Amore e'l cor gentil sono una cosa
(2019) - 4'
Duet for soprano solo, baritone solo and
chamber orchestra (1.1.1.1 - 1.0.0.0 - str) or string quartet & piano
COMPOSER'S NOTE
Amore e 'l cor gentil sono una cosa is a pièce d’occasion written for the Florence, Italy nuptials of two of my closest friends, Jennifer and Eddie.
The full title translates to “Love and the gentle heart are one and the same.” What better text could I set than a beautiful love sonnet in Italian from La vita nuova by Dante, the revered Florentine poet?
On May 23, 2021, Amore kicked off National Philharmonic’s Spring 2021 concert, Amore & Mozart, which was broadcast on WETA-TV, Washington's PBS station. Opera News called it, “a loving and clever duet, and a true gem of a song.”

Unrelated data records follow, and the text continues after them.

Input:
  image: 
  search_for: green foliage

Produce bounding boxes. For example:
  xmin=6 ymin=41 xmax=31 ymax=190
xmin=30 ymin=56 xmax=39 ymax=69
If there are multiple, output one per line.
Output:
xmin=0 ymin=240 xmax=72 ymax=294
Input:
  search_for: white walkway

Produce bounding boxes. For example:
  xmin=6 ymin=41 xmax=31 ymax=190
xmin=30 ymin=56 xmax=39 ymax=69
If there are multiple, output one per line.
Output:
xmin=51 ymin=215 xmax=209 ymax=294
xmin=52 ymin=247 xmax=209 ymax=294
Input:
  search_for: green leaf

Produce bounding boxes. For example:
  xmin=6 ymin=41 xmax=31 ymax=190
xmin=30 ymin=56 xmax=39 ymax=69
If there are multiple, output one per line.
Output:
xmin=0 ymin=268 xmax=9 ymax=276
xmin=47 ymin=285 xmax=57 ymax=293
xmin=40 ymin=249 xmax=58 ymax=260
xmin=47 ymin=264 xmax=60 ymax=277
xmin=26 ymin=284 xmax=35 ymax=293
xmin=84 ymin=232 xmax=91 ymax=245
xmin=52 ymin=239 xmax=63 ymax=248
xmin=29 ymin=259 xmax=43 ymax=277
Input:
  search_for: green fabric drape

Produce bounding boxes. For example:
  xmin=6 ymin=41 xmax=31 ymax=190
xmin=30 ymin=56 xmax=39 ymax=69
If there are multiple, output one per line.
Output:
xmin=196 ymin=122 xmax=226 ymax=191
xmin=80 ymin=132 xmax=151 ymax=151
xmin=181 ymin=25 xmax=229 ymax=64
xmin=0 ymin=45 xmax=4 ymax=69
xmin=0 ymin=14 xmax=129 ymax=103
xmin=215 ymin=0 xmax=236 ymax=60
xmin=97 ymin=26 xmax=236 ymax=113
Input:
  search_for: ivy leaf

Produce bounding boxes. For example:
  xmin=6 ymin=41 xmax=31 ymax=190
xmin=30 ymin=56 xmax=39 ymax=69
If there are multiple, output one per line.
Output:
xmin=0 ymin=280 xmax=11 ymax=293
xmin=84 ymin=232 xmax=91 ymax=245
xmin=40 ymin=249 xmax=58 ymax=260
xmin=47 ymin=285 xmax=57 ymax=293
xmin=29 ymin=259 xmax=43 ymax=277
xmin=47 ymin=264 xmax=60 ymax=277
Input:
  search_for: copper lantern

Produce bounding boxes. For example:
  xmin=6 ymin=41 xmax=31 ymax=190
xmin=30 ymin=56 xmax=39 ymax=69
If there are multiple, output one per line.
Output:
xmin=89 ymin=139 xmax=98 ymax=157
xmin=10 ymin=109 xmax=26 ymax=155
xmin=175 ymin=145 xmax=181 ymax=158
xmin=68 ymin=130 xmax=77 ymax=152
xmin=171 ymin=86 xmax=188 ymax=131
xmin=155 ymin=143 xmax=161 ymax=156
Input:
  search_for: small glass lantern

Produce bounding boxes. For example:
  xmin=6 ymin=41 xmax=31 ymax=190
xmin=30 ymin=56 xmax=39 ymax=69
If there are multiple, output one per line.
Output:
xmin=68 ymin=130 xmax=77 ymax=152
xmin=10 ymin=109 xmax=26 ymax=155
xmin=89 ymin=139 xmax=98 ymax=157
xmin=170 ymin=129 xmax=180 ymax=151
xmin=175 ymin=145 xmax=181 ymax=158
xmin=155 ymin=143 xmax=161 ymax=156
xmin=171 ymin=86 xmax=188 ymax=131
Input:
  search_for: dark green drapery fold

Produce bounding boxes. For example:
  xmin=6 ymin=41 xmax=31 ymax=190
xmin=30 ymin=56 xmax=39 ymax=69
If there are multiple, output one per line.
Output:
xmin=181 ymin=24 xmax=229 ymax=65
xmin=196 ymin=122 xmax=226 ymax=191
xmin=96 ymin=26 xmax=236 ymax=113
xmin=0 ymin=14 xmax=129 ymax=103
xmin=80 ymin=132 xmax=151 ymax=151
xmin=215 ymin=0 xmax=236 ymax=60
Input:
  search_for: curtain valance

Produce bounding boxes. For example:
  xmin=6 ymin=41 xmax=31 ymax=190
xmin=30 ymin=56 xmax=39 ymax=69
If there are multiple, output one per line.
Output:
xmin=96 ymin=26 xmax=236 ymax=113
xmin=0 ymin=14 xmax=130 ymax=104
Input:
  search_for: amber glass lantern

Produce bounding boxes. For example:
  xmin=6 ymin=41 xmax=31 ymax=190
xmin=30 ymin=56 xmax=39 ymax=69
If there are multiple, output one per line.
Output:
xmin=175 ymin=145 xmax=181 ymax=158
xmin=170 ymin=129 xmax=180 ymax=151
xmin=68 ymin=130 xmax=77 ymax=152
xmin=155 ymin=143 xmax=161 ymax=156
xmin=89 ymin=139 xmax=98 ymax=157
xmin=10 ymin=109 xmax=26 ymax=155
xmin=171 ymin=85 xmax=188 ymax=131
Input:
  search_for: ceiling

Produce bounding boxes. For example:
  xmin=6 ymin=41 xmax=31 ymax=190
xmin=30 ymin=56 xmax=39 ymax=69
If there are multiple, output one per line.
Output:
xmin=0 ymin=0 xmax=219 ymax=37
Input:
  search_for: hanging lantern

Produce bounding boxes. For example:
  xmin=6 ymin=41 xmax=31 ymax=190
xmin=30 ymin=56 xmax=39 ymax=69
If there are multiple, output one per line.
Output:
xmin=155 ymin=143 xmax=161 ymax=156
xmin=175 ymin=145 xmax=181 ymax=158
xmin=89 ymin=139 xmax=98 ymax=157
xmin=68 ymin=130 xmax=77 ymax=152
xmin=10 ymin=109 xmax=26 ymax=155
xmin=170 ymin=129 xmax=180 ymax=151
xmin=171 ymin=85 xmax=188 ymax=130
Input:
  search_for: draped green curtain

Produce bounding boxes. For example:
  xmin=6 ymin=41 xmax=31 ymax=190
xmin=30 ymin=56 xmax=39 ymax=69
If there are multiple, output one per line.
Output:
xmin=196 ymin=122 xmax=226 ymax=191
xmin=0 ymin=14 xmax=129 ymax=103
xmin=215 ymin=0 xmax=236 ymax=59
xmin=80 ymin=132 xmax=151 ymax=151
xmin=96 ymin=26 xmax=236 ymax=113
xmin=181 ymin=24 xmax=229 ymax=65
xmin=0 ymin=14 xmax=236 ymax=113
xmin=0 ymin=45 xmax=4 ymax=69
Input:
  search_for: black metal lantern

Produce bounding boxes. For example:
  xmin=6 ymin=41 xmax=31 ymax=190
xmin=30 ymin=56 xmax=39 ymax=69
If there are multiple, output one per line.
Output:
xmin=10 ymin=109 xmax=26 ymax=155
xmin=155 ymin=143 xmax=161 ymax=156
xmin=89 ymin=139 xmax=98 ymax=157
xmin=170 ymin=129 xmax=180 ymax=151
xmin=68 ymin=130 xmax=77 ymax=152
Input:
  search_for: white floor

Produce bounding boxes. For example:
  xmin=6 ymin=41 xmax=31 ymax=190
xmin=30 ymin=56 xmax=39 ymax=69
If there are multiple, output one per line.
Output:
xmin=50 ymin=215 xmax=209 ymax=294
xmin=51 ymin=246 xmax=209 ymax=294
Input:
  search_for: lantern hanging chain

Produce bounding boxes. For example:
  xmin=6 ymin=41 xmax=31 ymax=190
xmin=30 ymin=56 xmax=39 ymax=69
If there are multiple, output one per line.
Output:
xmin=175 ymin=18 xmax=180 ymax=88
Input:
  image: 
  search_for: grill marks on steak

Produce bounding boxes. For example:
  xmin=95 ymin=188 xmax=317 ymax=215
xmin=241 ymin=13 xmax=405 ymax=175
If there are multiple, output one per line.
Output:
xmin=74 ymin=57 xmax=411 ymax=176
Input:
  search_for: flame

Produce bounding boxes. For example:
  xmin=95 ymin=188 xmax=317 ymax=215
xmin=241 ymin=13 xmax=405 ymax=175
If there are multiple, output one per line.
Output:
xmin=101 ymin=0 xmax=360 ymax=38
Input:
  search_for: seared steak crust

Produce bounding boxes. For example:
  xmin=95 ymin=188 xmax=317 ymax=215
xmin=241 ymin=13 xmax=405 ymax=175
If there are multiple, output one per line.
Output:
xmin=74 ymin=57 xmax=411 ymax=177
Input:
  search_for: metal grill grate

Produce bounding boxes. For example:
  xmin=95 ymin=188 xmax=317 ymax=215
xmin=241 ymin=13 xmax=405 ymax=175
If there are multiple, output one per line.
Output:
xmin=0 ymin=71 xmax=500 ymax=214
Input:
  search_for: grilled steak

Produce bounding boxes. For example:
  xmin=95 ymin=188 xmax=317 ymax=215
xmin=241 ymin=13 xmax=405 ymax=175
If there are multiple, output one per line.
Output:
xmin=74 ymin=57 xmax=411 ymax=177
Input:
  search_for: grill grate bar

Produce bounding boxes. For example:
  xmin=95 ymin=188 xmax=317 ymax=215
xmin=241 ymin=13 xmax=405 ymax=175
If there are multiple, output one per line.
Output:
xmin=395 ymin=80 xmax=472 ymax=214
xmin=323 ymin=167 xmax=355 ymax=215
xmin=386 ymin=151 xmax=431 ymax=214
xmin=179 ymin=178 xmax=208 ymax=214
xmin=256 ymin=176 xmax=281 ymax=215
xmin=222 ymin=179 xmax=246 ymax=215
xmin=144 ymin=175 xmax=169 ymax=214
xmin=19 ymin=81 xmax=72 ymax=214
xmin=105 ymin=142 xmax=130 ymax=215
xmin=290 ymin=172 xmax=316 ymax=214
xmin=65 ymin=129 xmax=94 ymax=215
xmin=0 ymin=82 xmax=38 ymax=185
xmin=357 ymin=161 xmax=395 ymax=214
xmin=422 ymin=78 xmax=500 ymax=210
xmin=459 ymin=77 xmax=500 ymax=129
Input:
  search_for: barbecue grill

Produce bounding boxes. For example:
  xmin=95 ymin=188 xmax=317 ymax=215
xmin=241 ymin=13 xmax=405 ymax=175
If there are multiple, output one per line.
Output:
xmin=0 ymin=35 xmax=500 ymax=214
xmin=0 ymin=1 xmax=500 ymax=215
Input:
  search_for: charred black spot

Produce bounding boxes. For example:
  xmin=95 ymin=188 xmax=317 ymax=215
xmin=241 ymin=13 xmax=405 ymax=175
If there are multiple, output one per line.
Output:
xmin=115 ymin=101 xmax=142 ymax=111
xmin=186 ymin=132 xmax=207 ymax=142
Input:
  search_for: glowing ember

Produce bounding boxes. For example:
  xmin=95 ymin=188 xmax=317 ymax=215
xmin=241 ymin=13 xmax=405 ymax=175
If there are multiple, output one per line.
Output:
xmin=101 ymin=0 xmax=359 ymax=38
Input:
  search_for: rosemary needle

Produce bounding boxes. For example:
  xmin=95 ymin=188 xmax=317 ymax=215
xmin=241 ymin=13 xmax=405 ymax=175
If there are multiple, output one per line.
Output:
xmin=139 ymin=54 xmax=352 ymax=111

Led by conductor Piotr Gajewski, the concert featured my favorite operatic duo of Met soprano Danielle Talamantes and bass-baritone Kerry Wilkerson—who sang it at the wedding!
THE TEXT
Amore e 'l cor gentil sono una cosa,
Sì come il saggio in suo dittare pone,
E così esser l'un sanza l'altro osa
Com/alma razional sanza ragione.
Falli natura quand'è amorosa,
Amor per sire e 'l cor per sua magione,
Dentro la qual dormendo si riposa
Tal volta poca e tal lunga stagione.
Bieltate appare in saggia donna pui,
Che piace a gli occhi sì, che dentro al core
Nasce un disio de la cosa piacente;
E tanto dura talora in costui,
Che fa svegliar lo spirito d'Amore.
E simil face in donna omo valente.
TRANSLATION
Love and the gentle heart are one same thing,
Even as the wise man in his ditty saith:
Each, of itself, would be such life in death
As rational soul bereft of reasoning.
'Tis nature makes them when she loves: a king
Love is, whose palace where he sojourneth
Is called the heart; there draws he quiet breath
At first, with brief or longer slumbering.
Then beauty seen in virtuous womankind
Will make the eyes desire, and through the heart
Send the desiring of the eyes again;
Where often it abides so long enshrin'd
That Love at length out of his sleep will start.
And women feel the same for worthy men.